If the p-value is "small" - that is, if there is a low probability of sampling
data from independent distributions that produces such an extreme value of the
statistic - this may be taken as evidence against the null hypothesis in favor
of the alternative: the distribution of total collagen and free proline are
*not* independent. Note that:

- The inverse is not true; that is, the test is not used to provide
  evidence for the null hypothesis.
- The threshold for values that will be considered "small" is a choice that
  should be made before the data is analyzed [^3] with consideration of the
  risks of both false positives (incorrectly rejecting the null hypothesis)
  and false negatives (failure to reject a false null hypothesis).
- Small p-values are not evidence for a *large* effect; rather, they can
  only provide evidence for a "significant" effect, meaning that they are
  unlikely to have occurred under the null hypothesis.

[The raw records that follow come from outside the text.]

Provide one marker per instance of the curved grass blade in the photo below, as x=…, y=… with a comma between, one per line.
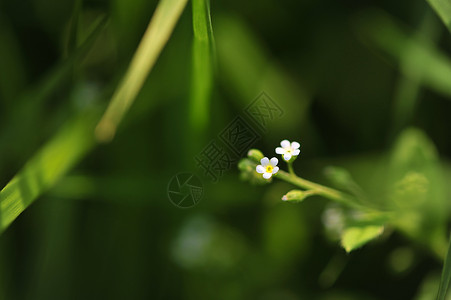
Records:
x=446, y=275
x=202, y=65
x=157, y=34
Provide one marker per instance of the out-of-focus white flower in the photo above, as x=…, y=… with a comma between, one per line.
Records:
x=288, y=150
x=268, y=167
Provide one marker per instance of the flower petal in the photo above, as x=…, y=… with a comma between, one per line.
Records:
x=274, y=161
x=295, y=145
x=280, y=150
x=285, y=144
x=260, y=169
x=267, y=175
x=287, y=156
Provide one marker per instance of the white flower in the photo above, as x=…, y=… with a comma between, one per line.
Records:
x=288, y=150
x=268, y=167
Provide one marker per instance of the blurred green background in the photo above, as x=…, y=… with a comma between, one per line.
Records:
x=352, y=77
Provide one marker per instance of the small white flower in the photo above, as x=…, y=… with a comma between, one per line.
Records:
x=268, y=167
x=288, y=150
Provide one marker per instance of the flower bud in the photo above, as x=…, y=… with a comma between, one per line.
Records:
x=255, y=154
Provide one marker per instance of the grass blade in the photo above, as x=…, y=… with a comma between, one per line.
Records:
x=202, y=65
x=446, y=276
x=46, y=167
x=429, y=66
x=157, y=34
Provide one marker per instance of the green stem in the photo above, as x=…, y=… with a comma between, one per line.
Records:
x=321, y=190
x=290, y=168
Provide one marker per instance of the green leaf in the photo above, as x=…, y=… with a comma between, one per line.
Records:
x=355, y=237
x=418, y=190
x=443, y=9
x=46, y=167
x=446, y=276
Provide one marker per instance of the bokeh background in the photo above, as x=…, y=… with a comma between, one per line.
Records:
x=351, y=78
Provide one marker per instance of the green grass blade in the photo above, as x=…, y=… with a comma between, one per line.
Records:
x=202, y=65
x=46, y=167
x=446, y=276
x=157, y=34
x=429, y=66
x=443, y=9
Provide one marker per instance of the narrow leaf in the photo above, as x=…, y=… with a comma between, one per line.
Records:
x=443, y=9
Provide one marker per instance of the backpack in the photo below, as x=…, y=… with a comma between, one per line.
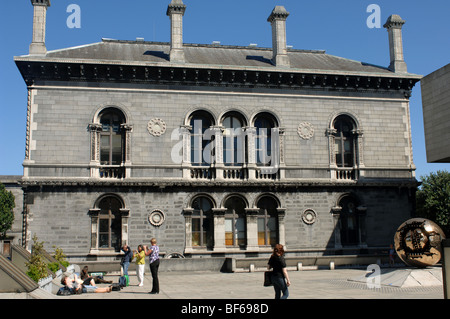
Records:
x=115, y=287
x=64, y=291
x=122, y=281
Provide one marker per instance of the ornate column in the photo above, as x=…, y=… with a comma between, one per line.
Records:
x=218, y=151
x=219, y=229
x=95, y=129
x=336, y=213
x=125, y=216
x=359, y=152
x=361, y=211
x=281, y=226
x=252, y=228
x=187, y=213
x=185, y=131
x=127, y=129
x=331, y=132
x=250, y=132
x=93, y=213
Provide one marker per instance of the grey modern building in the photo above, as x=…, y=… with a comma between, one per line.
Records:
x=436, y=114
x=214, y=150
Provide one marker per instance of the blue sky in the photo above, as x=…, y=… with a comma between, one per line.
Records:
x=339, y=27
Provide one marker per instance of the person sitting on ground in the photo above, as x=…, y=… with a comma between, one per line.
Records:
x=89, y=280
x=75, y=285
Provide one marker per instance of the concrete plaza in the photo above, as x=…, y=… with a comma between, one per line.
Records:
x=306, y=284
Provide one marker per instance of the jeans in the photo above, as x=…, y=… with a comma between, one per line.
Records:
x=125, y=266
x=154, y=270
x=140, y=273
x=280, y=286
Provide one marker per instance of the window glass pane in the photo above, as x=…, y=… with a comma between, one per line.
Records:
x=116, y=150
x=195, y=239
x=103, y=241
x=240, y=231
x=261, y=232
x=196, y=224
x=272, y=229
x=103, y=225
x=228, y=232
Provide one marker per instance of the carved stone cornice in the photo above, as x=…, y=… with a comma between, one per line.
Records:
x=34, y=72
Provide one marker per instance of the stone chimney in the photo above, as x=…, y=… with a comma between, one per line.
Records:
x=394, y=26
x=176, y=11
x=37, y=46
x=279, y=46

Suppose that before performing the experiment, the authors had reason to predict
a positive correlation between the total collagen and free proline measurements,
and that they had chosen to assess the plausibility of the null hypothesis
against a one-sided alternative: free proline has a positive ordinal correlation
with total collagen. In this case, only those values in the null distribution
that are as great or greater than the observed statistic are considered to be
more extreme.

```{code-cell}
res = stats.spearmanr(x, y, alternative='greater')
res.statistic
```

```{code-cell}
fig, ax = plt.subplots(figsize=(8, 5))
plot(ax)
pvalue = dist.sf(transformed)
annotation = (f'p-value={pvalue:.6f}\n(shaded area)')
props = dict(facecolor='black', width=1, headwidth=5, headlength=8)
_ = ax.annotate(annotation, (3, 0.018), (3.5, 0.03), arrowprops=props)
i = t_vals >= transformed
ax.fill_between(t_vals[i], y1=0, y2=pdf[i], color='C0')
ax.set_xlim(1, 5)
ax.set_ylim(0, 0.1)
plt.show()
```

```{code-cell}
res.pvalue
```

Note that the t-distribution provides an asymptotic approximation of the null
distribution; it is only accurate for samples with many observations. For small
samples, it may be more appropriate to perform a permutation test [^4]: Under the
null hypothesis that total collagen and free proline are independent, each of
the free proline measurements were equally likely to have been observed with any
of the total collagen measurements. Therefore, we can form an *exact* null
distribution by calculating the statistic under each possible pairing of
elements between `x` and `y`.

```{code-cell}
def statistic(x):  # explore all possible pairings by permuting `x`
    rs = stats.spearmanr(x, y).statistic  # ignore pvalue
    transformed = rs * np.sqrt(dof / ((rs+1.0)*(1.0-rs)))
    return transformed
ref = stats.permutation_test((x,), statistic, alternative='greater',
                             permutation_type='pairings')
fig, ax = plt.subplots(figsize=(8, 5))
plot(ax)
ax.hist(ref.null_distribution, np.linspace(-5, 5, 26),
        density=True)
ax.legend(['asymptotic approximation\n(many observations)',
           f'exact \n({len(ref.null_distribution)} permutations)'])
plt.show()
```

```{code-cell}
ref.pvalue
```

## References

[^1]: Kershenobich, D., Fierro, F. J., & Rojkind, M. (1970). The relationship
between the free pool of proline and collagen content in human liver cirrhosis.
The Journal of Clinical Investigation, 49(12), 2246-2249.
[^2]: Hollander, M., Wolfe, D. A., & Chicken, E. (2013). Nonparametric
statistical methods. John Wiley & Sons.
[^3]: Phipson, B. and Smyth, G. K. (2010). Permutation P-values Should Never Be
Zero: Calculating Exact P-values When Permutations Are Randomly Drawn.
Statistical Applications in Genetics and Molecular Biology 9.1.
[^4]: Ludbrook, J., & Dudley, H. (1998). Why permutation tests are superior to
t and F tests in biomedical research. The American Statistician, 52(2), 127-132.